Vitality

Why You Should Stop Drinking Vitamin Water

While they are aggressively marketed as a healthy beverage, do vitamin drinks actually do much good? When looking beyond the attractive packaging and buzzwords, it does not seem to be the case.

Bonnie Liebman, director of nutrition at the Center for Science in the Public Interest, noted how the claims made by brands are "not about scientific evidence, and not about the public’s health." 

Often, you may have seen the labels on these drinks purporting to enhance "focus" and "energy" among other supposed effects. "The label advertising uses vague language so you think you are getting a benefit, but it’s so vague that companies don’t need evidence [to support] that language," Liebman told TIME in 2018.

These drinks also come loaded with added sugar content, the "zero" line being an exception. As noted by Ecowatch, a single 20-oz bottle of vitamin water contains around 120 calories and 32 grams of sugar. While the type of sugar used varies by country, the ones sold in the United States tend to use crystalline fructose, the more harmful component.

"Excess fructose consumption may increase your blood cholesterol, triglycerides, blood pressure, insulin resistance, fat buildup around your organs and risk of fatty liver disease," states the Healthline website.

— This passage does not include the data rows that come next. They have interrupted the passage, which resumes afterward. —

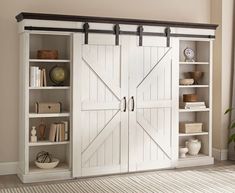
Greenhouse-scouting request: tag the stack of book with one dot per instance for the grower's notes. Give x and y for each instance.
(37, 76)
(193, 105)
(59, 132)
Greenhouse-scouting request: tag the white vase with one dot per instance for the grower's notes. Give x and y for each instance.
(193, 146)
(183, 151)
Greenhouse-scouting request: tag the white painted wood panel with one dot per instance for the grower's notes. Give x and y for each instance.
(150, 124)
(103, 121)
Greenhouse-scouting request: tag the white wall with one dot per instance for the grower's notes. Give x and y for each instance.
(175, 10)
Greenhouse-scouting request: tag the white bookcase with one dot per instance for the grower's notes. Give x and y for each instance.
(203, 62)
(30, 43)
(121, 97)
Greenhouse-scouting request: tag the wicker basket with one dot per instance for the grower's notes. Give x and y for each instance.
(189, 98)
(47, 54)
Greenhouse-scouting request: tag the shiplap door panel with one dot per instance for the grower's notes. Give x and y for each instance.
(152, 123)
(102, 129)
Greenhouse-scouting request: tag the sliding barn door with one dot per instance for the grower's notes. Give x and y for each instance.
(100, 117)
(152, 104)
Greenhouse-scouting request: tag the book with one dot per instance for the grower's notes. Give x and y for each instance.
(62, 132)
(192, 105)
(66, 130)
(38, 74)
(57, 132)
(32, 76)
(44, 77)
(41, 77)
(52, 133)
(196, 107)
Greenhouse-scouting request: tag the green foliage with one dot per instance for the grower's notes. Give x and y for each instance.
(228, 111)
(231, 138)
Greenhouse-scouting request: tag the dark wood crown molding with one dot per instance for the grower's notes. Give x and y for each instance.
(58, 17)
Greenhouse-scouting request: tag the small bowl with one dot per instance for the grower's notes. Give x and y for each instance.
(183, 151)
(186, 81)
(50, 165)
(196, 75)
(189, 98)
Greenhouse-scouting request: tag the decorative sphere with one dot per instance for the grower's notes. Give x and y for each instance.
(43, 157)
(57, 75)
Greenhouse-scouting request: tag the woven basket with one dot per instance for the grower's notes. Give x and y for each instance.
(47, 54)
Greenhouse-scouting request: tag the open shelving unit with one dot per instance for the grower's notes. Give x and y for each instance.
(49, 93)
(203, 62)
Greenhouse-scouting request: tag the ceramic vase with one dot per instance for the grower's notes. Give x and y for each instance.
(194, 146)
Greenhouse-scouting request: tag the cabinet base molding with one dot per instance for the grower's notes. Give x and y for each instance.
(7, 168)
(191, 162)
(43, 176)
(220, 154)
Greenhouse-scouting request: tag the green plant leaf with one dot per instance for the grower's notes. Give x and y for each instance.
(228, 110)
(231, 138)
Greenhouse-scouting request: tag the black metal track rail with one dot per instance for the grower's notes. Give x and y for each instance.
(92, 19)
(32, 28)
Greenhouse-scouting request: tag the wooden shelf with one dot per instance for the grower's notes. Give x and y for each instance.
(49, 61)
(45, 143)
(192, 134)
(37, 115)
(193, 86)
(195, 63)
(199, 156)
(50, 88)
(193, 110)
(60, 168)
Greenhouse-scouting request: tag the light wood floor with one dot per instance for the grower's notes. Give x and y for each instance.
(13, 181)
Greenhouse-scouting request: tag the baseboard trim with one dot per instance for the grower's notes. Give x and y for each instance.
(220, 154)
(7, 168)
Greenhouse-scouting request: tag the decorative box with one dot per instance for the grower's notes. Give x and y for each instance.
(47, 54)
(42, 107)
(190, 127)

We know from several studies that sugar-sweetened beverages are linked to an increased risk of obesity, diabetes, tooth decay, and related health issues. But since the drinks are "enriched" with micronutrients, is there a possible benefit there? 

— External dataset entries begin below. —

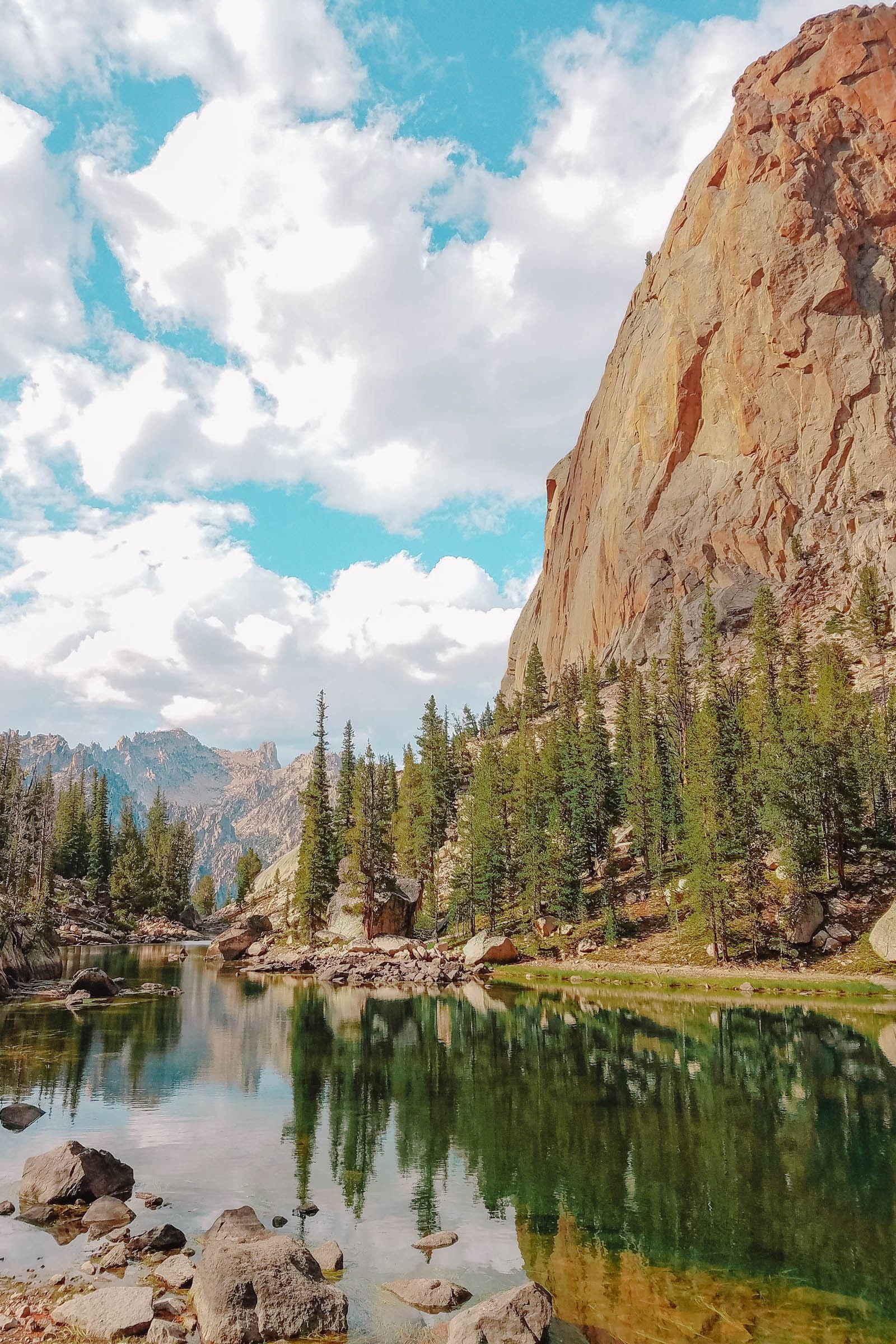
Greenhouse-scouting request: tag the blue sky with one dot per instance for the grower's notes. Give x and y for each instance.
(301, 303)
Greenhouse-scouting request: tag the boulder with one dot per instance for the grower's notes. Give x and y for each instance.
(253, 1285)
(436, 1241)
(804, 920)
(519, 1316)
(164, 1238)
(72, 1173)
(176, 1272)
(166, 1332)
(231, 945)
(19, 1114)
(115, 1258)
(489, 948)
(108, 1312)
(109, 1211)
(429, 1295)
(329, 1257)
(93, 982)
(883, 936)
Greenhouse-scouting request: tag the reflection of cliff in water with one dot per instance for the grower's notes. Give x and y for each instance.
(621, 1296)
(755, 1143)
(222, 1029)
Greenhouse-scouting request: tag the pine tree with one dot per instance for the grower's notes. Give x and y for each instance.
(530, 812)
(679, 713)
(601, 792)
(535, 684)
(129, 881)
(316, 872)
(204, 895)
(344, 785)
(248, 869)
(100, 846)
(437, 797)
(371, 857)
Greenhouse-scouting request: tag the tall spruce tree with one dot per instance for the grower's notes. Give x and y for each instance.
(100, 844)
(318, 852)
(535, 684)
(344, 787)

The daily recommended intake of several micronutrients can be fulfilled in the average diet. So the extra amount you receive via the consumption of these beverages may not actually make any real difference to your health. Furthermore, as experts say, you could have too much of a good thing.

Certain nutrients like vitamins A and vitamin E may actually be harmful in excess. Going 25 to 50 percent over the recommended intake could raise the risk of various health problems. Since they are not released in the urine, they tend to accumulate in the tissues and potentially lead to complications.

"These fat-soluble vitamins are very stable. If you are over-consuming them, you can raise your levels gradually over time and get into trouble with liver function," Mara Z. Vitolins, a registered dietitian, previously told the New York Times. "You have to be very careful with them."

If you happen to be deficient in one or more micronutrients, it is better to acquire them from a well-planned, balanced diet. In severe cases, you can speak to a doctor about whether you may benefit from supplements. To consume a sugary beverage, on the other hand, is taking one step forward and two steps back.